The second-biggest event on the Asian calendar, the Moon Festival, also known as the Mid-Autumn Festival, was traditionally celebrated as a harvest festival. It is an auspicious event that is meant as a thanksgiving for the year that had passed and in hopes for a better harvest ahead.
Held on the 15th day of the eighth lunar month, Moon Festival celebrations are a time to gather with family and give thanks to ancestors and the natural forces of the world. In 2016, the Moon Festival falls on September 15.
The Moon Festival is celebrated across the world, with an array of activities, such as moon gazing, savouring mooncakes, and watching dragon dances and lavish displays of colourful paper lanterns. For the most impressive festivities, set your sights on the major cities of China, Korea, Japan, Malaysia, Vietnam, and Thailand.

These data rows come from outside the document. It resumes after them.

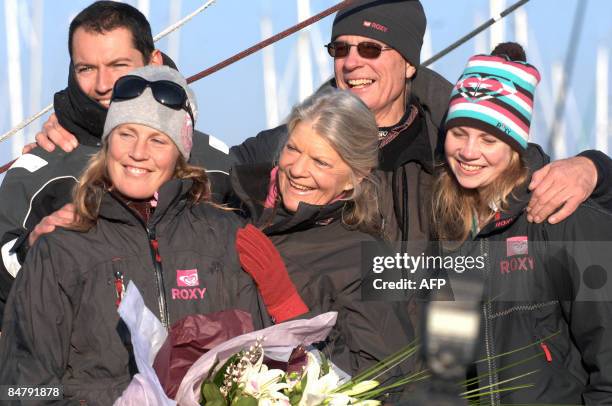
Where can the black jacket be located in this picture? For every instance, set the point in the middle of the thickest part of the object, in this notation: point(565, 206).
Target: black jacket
point(323, 258)
point(547, 310)
point(61, 323)
point(41, 182)
point(406, 184)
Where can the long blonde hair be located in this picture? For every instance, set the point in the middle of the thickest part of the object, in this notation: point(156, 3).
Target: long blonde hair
point(95, 182)
point(455, 208)
point(347, 124)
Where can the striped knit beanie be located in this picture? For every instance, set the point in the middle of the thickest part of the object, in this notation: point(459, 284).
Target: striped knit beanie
point(495, 95)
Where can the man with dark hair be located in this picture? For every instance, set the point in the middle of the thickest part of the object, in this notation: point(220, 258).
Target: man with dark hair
point(376, 46)
point(106, 41)
point(104, 16)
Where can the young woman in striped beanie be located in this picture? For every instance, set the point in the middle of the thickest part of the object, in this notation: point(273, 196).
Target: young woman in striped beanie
point(546, 327)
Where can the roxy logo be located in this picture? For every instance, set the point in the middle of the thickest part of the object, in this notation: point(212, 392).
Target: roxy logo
point(517, 246)
point(187, 278)
point(187, 281)
point(376, 26)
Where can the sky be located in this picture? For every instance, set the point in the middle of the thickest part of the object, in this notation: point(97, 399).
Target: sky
point(232, 101)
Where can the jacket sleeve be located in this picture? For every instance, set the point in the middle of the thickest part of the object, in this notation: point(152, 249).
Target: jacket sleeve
point(603, 190)
point(585, 241)
point(37, 327)
point(264, 147)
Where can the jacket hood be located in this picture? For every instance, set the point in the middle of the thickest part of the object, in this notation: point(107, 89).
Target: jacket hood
point(80, 114)
point(250, 184)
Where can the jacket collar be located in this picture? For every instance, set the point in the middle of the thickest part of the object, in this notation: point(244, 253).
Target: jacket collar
point(519, 198)
point(250, 184)
point(171, 199)
point(420, 148)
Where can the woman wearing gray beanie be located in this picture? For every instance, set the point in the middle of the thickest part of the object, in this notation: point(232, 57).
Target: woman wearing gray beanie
point(143, 215)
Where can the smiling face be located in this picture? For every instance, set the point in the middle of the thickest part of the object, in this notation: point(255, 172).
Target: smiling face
point(310, 170)
point(380, 83)
point(140, 160)
point(475, 157)
point(100, 59)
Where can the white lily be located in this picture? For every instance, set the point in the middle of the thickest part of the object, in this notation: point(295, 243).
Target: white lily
point(318, 388)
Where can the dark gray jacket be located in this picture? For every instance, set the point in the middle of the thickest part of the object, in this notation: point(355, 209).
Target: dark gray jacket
point(61, 323)
point(547, 310)
point(323, 258)
point(406, 189)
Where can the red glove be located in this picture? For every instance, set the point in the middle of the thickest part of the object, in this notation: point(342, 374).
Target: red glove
point(260, 259)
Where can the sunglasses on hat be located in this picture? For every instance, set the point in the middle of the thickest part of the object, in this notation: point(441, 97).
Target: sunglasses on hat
point(167, 93)
point(368, 50)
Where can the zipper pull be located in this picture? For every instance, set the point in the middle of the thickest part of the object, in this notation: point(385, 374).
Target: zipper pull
point(119, 287)
point(546, 351)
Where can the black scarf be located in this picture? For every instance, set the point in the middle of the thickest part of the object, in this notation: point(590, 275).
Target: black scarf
point(78, 113)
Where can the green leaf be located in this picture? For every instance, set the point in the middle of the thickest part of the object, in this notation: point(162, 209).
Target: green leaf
point(324, 364)
point(212, 393)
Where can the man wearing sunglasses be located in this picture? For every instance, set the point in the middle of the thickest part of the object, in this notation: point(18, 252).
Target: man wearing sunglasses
point(106, 41)
point(376, 48)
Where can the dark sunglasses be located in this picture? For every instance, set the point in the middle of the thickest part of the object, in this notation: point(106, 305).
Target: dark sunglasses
point(368, 50)
point(165, 92)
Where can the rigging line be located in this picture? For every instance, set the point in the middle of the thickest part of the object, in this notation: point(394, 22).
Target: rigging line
point(168, 30)
point(268, 41)
point(568, 68)
point(474, 32)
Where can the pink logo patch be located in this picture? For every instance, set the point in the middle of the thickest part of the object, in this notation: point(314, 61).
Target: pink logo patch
point(517, 246)
point(376, 26)
point(187, 277)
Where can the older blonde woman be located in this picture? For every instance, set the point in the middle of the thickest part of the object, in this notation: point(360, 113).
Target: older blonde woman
point(539, 327)
point(143, 216)
point(318, 204)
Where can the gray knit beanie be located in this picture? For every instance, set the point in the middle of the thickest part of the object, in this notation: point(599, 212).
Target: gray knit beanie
point(398, 23)
point(145, 110)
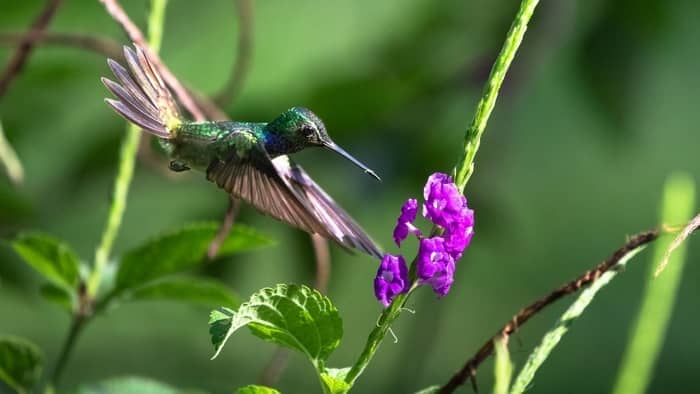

The Chinese Moon Festival legend can be traced back thousands of years to a time when farmers celebrated the mid-Autumn rice harvest and recognised the moon’s role in the change of seasons.
Over the years, special dishes were created to represent the moon, such as the iconic mooncakes. Other festival fare includes duck, taro, oranges, and rice cakes, all of which are traditionally harvested in autumn.
In Korea, the Moon Festival, called Chuseok, is a time to pay respect to one’s ancestors, typically with a banquet. Families reunite during this time and mark the occasion with rice-based dishes, such as songpyeon (sweet mooncakes made with red beans, chestnut, rice and pine), hangwa (confectionery), and sikhye (a traditional sweet Korean rice drink).
The Japanese Moon Festival, or Otsukimi, is a time for introspection and gazing at the moon, a practice known as tsukimi. Again, rice-based dishes are a signature here, with tsukimi dango (rice-flour dumplings) enjoyed by one and all.
Moon Festival celebrations in Vietnam, called Tet Trung Thu, are strikingly similar to the Chinese festivities. Also known as the Children’s Festival, Moon Festival in Vietnam includes lantern making, mooncakes and family get-togethers.
Likewise, Malaysia’s Moon Festival pays homage to the Chinese traditions, with dragon dances, lanterns and moon gazing. Also known as the Tanglung (Lantern) Festival, the Malaysia Moon Festival is marked with a family feast and mooncakes.
In Thailand, the Moon Festival is not an extravagant affair – instead, it is a time for families to gather together, to pray, exchange greetings, and worship the moon.